SilverBlueMedallion
Ever try and use the "Slide" feature in order to push a chorus another 4 bars out? It works IF you don't have tempo and meter changes programmed into your track! If you do, you have to go into the meter key and delete the ones you have setup and then make new meter changes (doesn't even let you change the measure to start the new meter in - but it should do it automatically anyway). Same thing for the tempo map.
I haven't used Slide to do that because it's the
wrong tool for what you want to do. Slide is a
Process command, and as the Help says, it's for moving events in tracks. Tempo and meter changes are not events in tracks, they are Project-related. Therefore you need to use
Project commands. If you want to slide a chorus another 4 bars out, you'd use
Project > Insert Time/Measures, which will push project-related parameters (including tempo and meter changes) out along with the track data.

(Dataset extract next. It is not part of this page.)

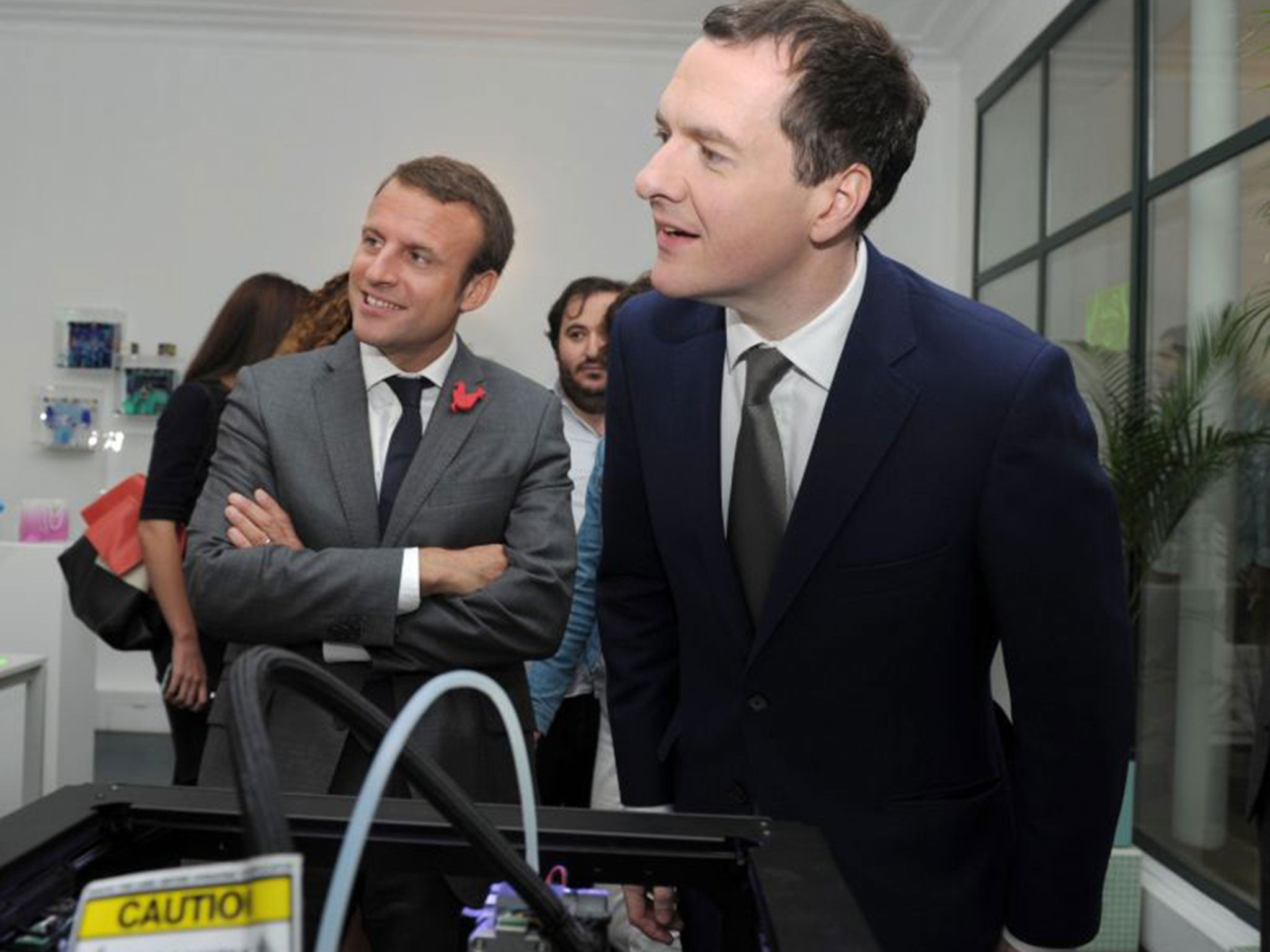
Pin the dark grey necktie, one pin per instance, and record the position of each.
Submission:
(756, 513)
(406, 439)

You could say that "Well, slide
should do that," but I'm not sure it makes sense for Cakewalk to spend time adding functionality that relates to the project level on a function that's oriented toward the track level, especially when a tool already exists for doing this on the project level (where IMO the function belongs).
As to moving blocks of songs around, as Zargg71 points out ripple editing is in progress, so saying that Cakewalk needs to do something about it is moot given that Cakewalk is doing something about it. Meanwhile, I move blocks of audio frequently, and insert and delete measures - I
have to, given that I do a lot of audio for video and remix work. Could it be more convenient? Of course, but with drag in the timeline / split at selection / group clips, I don't find it all that problematic, especially given that moving sections of songs around isn't something I do multiple times during the course of working on a project (and I make sure there aren't MIDI notes that overlap split points).
None of this is to imply that I won't welcome ripple editing improvements when they appear. I just don't find the current way of doing things gets in my way all that much. If I had to choose, I'd rather Cakewalk continue to focus on adding functions that don't exist - like upsampling, which can make a
profound difference in a mix's sound quality - than tweaking functions that do exist, but aren't as convenient as they could be...especially because Cakewalk seems to be doing both, in parallel development tracks. The recent improvements to comping (bear in mind, they're only the Phase 1 changes, there's more to come) are evidence of that.